The city of London has been running a TV ad to heighten bike safety by showing how easy it is for people to miss changes right before their eyes. In the ad, as an investigator questions crime suspects, the flower arrangement on a table and other details in the room are switched out, but no one notices because they're focused on the investigator.

And yet, these changes are exactly what artificial intelligence (AI) applications don’t miss, which is why you should consider embedding cloud-based AI security and compliance capabilities into your enterprise resource planning (ERP) and other systems, data security specialists said in a CFO.com webinar last week.

It’s too costly for most CFOs to do more than periodically sample accounts payable, and other transactions conducted daily in their systems, the specialists said. But AI-embedded cloud systems can largely remove this cost constraint, so it’s possible for even smaller organizations to monitor much of what’s going on in your system, said Aman Desouza, director of product strategy at Oracle Risk Management Cloud.

"If you’re using manual methods to review access to your applications or sampling methods to audit transactions, you’re going to be highly vulnerable," he said.

Finding system gaps

Rogue staff who find a way around separation of duties (SOD) controls to both set up and pay a vendor they’re connected with can end up costing your organization a significant amount, especially if it goes on over time.

"The same user shouldn’t be able to create a vendor and pay a vendor," he said. "That might leave the temptation of setting up your brother as a vendor and then paying that brother, and you don’t want that temptation."
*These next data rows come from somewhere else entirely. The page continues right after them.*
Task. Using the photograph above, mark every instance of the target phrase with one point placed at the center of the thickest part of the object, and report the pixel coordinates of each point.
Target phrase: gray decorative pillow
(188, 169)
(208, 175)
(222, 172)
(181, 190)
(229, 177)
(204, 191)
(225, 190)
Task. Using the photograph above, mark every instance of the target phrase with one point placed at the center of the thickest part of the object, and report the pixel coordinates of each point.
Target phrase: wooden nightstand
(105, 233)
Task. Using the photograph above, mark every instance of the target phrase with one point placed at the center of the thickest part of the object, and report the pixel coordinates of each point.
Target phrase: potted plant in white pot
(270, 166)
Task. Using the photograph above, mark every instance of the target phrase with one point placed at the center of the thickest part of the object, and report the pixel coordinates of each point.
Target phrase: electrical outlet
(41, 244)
A survey by the Association of Certified Fraud Examiners (ACFE) showed fraud schemes like this persist for a median of 16 months, resulting in a typical loss of $125,000. What’s more, the longer a fraud persists, the more it costs. If it goes undetected for five years, it ends up costing more than $700,000 on average, the ACFE data showed.
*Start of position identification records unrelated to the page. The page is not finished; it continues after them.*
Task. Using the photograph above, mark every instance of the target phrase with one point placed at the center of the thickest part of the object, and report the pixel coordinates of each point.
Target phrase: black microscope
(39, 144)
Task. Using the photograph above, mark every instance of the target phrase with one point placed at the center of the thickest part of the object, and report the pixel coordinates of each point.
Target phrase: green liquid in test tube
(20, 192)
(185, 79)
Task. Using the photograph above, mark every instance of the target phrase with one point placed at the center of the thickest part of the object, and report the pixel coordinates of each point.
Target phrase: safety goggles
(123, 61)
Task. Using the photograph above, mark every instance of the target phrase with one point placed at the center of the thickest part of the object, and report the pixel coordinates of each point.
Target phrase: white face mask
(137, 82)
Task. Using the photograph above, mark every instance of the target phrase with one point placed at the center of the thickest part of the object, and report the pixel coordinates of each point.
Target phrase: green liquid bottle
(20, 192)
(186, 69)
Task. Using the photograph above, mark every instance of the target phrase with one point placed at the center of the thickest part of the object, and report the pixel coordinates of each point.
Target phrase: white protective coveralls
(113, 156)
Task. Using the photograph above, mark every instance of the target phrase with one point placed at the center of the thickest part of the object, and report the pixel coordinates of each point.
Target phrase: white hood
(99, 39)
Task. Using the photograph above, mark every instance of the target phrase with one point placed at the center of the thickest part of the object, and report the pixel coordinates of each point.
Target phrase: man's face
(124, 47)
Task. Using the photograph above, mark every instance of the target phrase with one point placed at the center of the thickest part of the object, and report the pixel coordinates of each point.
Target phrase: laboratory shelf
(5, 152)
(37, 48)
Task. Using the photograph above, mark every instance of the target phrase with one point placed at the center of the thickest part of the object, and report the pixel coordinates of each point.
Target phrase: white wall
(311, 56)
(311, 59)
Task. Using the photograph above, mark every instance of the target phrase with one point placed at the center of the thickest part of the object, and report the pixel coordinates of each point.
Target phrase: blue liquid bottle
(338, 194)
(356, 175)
Meanwhile, the vast majority of ERP and other systems are only set up to meet minimum compliance requirements and are likely to miss a fraud pattern like this, in part because the audit comes too long afterward or looks at too few transactions to detect it — and that can be a costly limitation.
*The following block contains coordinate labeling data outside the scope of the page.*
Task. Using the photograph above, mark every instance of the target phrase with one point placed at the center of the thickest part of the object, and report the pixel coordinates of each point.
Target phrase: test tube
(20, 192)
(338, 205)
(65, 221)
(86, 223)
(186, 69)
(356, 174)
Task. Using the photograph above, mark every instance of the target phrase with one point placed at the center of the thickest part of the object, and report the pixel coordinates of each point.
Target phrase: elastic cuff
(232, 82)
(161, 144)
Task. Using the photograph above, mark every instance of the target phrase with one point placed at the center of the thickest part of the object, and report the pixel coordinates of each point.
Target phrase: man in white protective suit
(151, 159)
"There’s 3% to 5% cash leakage to fraud in every organization," Desouza said. "Stopping the cash from leaving is much easier than trying to recover it six months later."

In an informal poll conducted among financial professionals attending the webinar, only 18% said they had some kind of AI-embedded security in their systems.

Desouza recommended embedding a capability that enables you to go beyond minimum security compliance by creating a three-tiered system, the first for controlling access, the second for monitoring transactions, and the third for managing workflows.

"There’s a truth where enterprises fail," he said, and that truth shows there’s a mismatch between the risk organizations face and where finance leaders spend their time. In the starkest mismatch, organizations face an almost 90% likelihood of strategic risk occurring, but finance leaders only spend 6% of their time on that. Instead, they spend the bulk of their time on finance and operational risk.

One of the strengths of an AI-embedded security system, he said, is it can automate control and monitoring of finance and operational risks so finance leaders can devote more time to managing strategic risk.

"Strategic risk [protection] you can’t automate," he said. "You need your brain trust. So, if you can free up time on other risks, it opens the door for your team to focus on strategic risks."